* December futures find resistance around 100-day moving
average
* Cotton market awaits USDA supply/demand report Thursday
* China's harvest forecast to decline 4.2 pct yr/yr
NEW YORK, Oct 9 (Reuters) - Cotton futures settled quietly
higher on Tuesday, remaining rangebound with the market
consolidating as the fiber awaited new fundamentals after last
week's fall to a two-month low.
New York cotton for December delivery crept up 0.06
cent, or 0.1 percent, to settle at 71.84 cents per lb on ICE
Futures U.S.
The benchmark contract traded in a range from 71.41-72.53
cents, finding resistance just above the 100-day moving average
at 72.39 cents.
The commodity complex was also firm, with oil rising to a
three-week high and leading the Thomson Reuters-Jefferies CRB
index, a global benchmark for commodities, higher as
tensions escalated in the Middle East.
"I think it will stay rangebound until the supply/demand
report," said John Flanagan, an analyst at Flanagan Trading Corp
in North Carolina, referring to cotton futures.
"It fell fairly sharply from the 76-77 cent level and came
about to the 70-cent level. That's a pretty good move that some
traders will take profits on, on their short position."
The cotton market was awaiting the U.S. Department of
Agriculture's (USDA) monthly report due on Thursday for any
signs of damage to new crops in west Texas, the major U.S.
growing region, after recent wet weather.

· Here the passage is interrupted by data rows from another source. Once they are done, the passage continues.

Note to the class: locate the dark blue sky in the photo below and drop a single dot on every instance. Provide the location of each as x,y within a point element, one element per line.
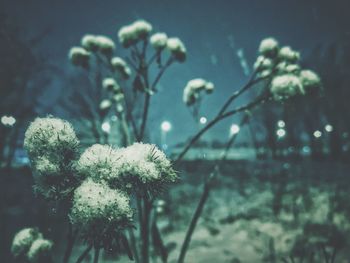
<point>204,27</point>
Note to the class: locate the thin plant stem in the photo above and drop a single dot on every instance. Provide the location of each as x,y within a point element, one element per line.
<point>97,254</point>
<point>145,229</point>
<point>204,197</point>
<point>133,245</point>
<point>70,243</point>
<point>84,254</point>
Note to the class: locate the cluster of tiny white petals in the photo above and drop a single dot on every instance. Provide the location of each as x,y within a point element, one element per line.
<point>100,43</point>
<point>121,66</point>
<point>143,166</point>
<point>176,48</point>
<point>105,104</point>
<point>269,47</point>
<point>310,79</point>
<point>159,41</point>
<point>96,207</point>
<point>288,79</point>
<point>50,136</point>
<point>23,240</point>
<point>288,54</point>
<point>79,56</point>
<point>285,86</point>
<point>45,167</point>
<point>39,250</point>
<point>193,88</point>
<point>99,162</point>
<point>131,34</point>
<point>109,84</point>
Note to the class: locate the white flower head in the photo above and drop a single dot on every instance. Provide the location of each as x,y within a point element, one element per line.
<point>310,79</point>
<point>110,84</point>
<point>289,55</point>
<point>193,88</point>
<point>97,208</point>
<point>50,137</point>
<point>285,86</point>
<point>90,43</point>
<point>99,162</point>
<point>269,47</point>
<point>121,66</point>
<point>263,63</point>
<point>79,57</point>
<point>159,41</point>
<point>40,250</point>
<point>105,104</point>
<point>131,34</point>
<point>176,48</point>
<point>105,45</point>
<point>144,166</point>
<point>23,240</point>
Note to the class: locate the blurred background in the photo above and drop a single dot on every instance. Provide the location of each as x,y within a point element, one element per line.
<point>284,187</point>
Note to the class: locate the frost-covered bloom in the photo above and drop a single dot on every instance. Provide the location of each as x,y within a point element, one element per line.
<point>193,88</point>
<point>120,65</point>
<point>269,47</point>
<point>39,250</point>
<point>285,86</point>
<point>176,48</point>
<point>143,166</point>
<point>159,41</point>
<point>289,55</point>
<point>285,67</point>
<point>110,84</point>
<point>105,45</point>
<point>131,34</point>
<point>23,240</point>
<point>309,79</point>
<point>97,208</point>
<point>105,104</point>
<point>99,162</point>
<point>50,137</point>
<point>89,42</point>
<point>79,56</point>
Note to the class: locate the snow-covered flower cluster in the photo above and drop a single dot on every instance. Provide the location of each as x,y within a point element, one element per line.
<point>79,57</point>
<point>133,33</point>
<point>144,166</point>
<point>282,64</point>
<point>110,84</point>
<point>99,162</point>
<point>176,48</point>
<point>120,66</point>
<point>194,88</point>
<point>131,168</point>
<point>51,144</point>
<point>29,244</point>
<point>159,41</point>
<point>97,208</point>
<point>94,43</point>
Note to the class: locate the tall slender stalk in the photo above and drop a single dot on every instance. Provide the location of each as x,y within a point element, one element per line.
<point>204,196</point>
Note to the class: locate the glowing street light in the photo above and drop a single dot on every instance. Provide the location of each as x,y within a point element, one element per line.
<point>317,134</point>
<point>106,127</point>
<point>203,120</point>
<point>328,128</point>
<point>165,127</point>
<point>281,124</point>
<point>281,133</point>
<point>234,129</point>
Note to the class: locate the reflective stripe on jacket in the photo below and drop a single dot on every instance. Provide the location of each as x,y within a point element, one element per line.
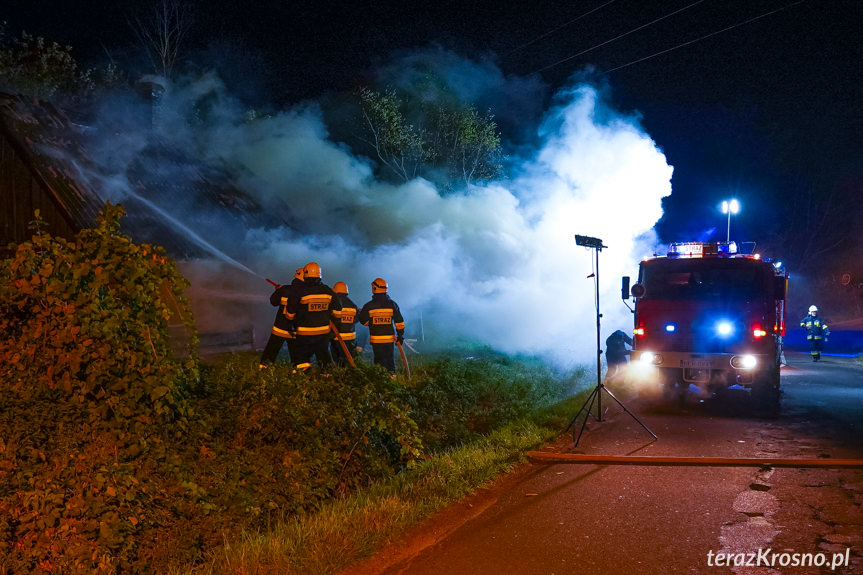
<point>383,318</point>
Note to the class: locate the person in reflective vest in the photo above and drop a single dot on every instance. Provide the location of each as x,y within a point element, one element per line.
<point>816,332</point>
<point>345,324</point>
<point>386,325</point>
<point>283,329</point>
<point>312,309</point>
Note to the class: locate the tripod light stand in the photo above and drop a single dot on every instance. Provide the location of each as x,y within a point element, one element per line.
<point>596,394</point>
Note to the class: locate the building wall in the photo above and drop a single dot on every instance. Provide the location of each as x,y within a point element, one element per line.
<point>21,194</point>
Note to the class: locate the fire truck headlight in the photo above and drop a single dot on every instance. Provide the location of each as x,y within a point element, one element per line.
<point>744,361</point>
<point>724,328</point>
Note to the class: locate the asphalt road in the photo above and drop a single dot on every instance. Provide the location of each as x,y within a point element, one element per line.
<point>556,519</point>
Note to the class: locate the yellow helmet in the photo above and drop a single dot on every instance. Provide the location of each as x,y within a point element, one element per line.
<point>312,270</point>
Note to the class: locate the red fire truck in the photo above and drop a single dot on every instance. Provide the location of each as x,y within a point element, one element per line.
<point>709,316</point>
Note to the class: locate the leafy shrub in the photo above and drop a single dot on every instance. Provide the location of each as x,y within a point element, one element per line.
<point>118,456</point>
<point>279,442</point>
<point>90,401</point>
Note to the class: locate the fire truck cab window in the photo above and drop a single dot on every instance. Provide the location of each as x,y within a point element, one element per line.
<point>678,280</point>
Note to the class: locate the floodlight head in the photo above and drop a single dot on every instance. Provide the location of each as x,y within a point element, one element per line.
<point>730,207</point>
<point>589,242</point>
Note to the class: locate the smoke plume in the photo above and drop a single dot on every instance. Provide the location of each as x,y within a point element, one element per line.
<point>496,263</point>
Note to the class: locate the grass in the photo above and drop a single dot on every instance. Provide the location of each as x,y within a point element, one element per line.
<point>345,531</point>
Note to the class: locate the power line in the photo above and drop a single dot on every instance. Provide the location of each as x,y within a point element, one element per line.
<point>743,23</point>
<point>619,37</point>
<point>550,32</point>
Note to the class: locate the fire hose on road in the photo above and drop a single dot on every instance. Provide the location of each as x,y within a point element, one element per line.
<point>540,456</point>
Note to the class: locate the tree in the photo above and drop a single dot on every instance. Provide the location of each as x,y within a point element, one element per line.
<point>42,69</point>
<point>162,31</point>
<point>398,145</point>
<point>453,143</point>
<point>466,143</point>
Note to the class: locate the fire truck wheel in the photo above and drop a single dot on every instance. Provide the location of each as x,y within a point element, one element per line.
<point>674,388</point>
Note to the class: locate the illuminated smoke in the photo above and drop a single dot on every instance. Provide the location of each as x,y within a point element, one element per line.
<point>496,263</point>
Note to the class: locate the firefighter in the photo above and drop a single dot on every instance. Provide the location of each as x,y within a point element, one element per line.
<point>283,328</point>
<point>816,332</point>
<point>386,325</point>
<point>312,309</point>
<point>345,324</point>
<point>616,352</point>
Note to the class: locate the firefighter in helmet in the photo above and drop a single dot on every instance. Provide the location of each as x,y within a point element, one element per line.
<point>313,309</point>
<point>283,328</point>
<point>345,325</point>
<point>816,332</point>
<point>386,324</point>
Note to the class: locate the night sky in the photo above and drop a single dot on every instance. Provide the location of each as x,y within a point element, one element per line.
<point>759,99</point>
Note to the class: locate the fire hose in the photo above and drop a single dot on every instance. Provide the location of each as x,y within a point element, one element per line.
<point>404,360</point>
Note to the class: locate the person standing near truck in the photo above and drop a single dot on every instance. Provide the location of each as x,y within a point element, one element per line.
<point>816,332</point>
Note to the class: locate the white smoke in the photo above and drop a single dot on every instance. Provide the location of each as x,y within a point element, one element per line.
<point>496,263</point>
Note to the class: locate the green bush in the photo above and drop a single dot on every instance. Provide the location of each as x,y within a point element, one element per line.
<point>90,401</point>
<point>279,442</point>
<point>118,454</point>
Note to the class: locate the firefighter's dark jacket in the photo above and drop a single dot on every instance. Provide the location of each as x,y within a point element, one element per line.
<point>384,319</point>
<point>816,328</point>
<point>282,326</point>
<point>347,318</point>
<point>313,307</point>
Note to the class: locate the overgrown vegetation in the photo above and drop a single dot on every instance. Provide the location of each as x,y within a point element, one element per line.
<point>119,453</point>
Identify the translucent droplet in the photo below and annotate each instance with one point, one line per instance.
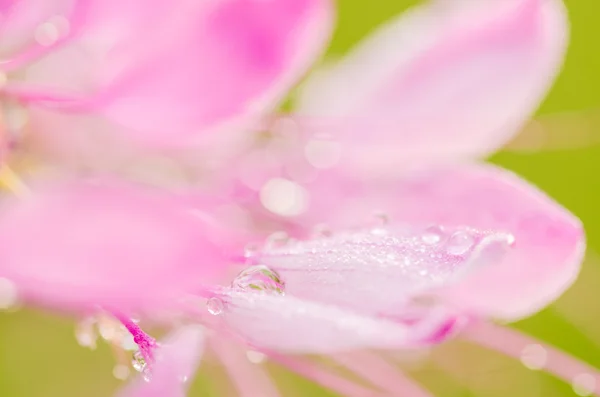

Rains can damage quality and quantity of crops because most
bolls, which are the protective capsule surrounding the fiber,
are open this far into the season.
It may be too early, however, for the USDA to adjust its
output forecasts, yet any cuts due to wet weather are unlikely
to dent the global record inventory of over 76 million bales in
the current season to end-July 2013 either.
China, which is the world's biggest producer and consumer of
cotton, is expected to harvest 6.9 million tonnes of the fiber
this year, a decline of 4.2 percent from a year ago due to a
smaller sowing area, an official from the country's top planning
agency said in remarks published on Tuesday.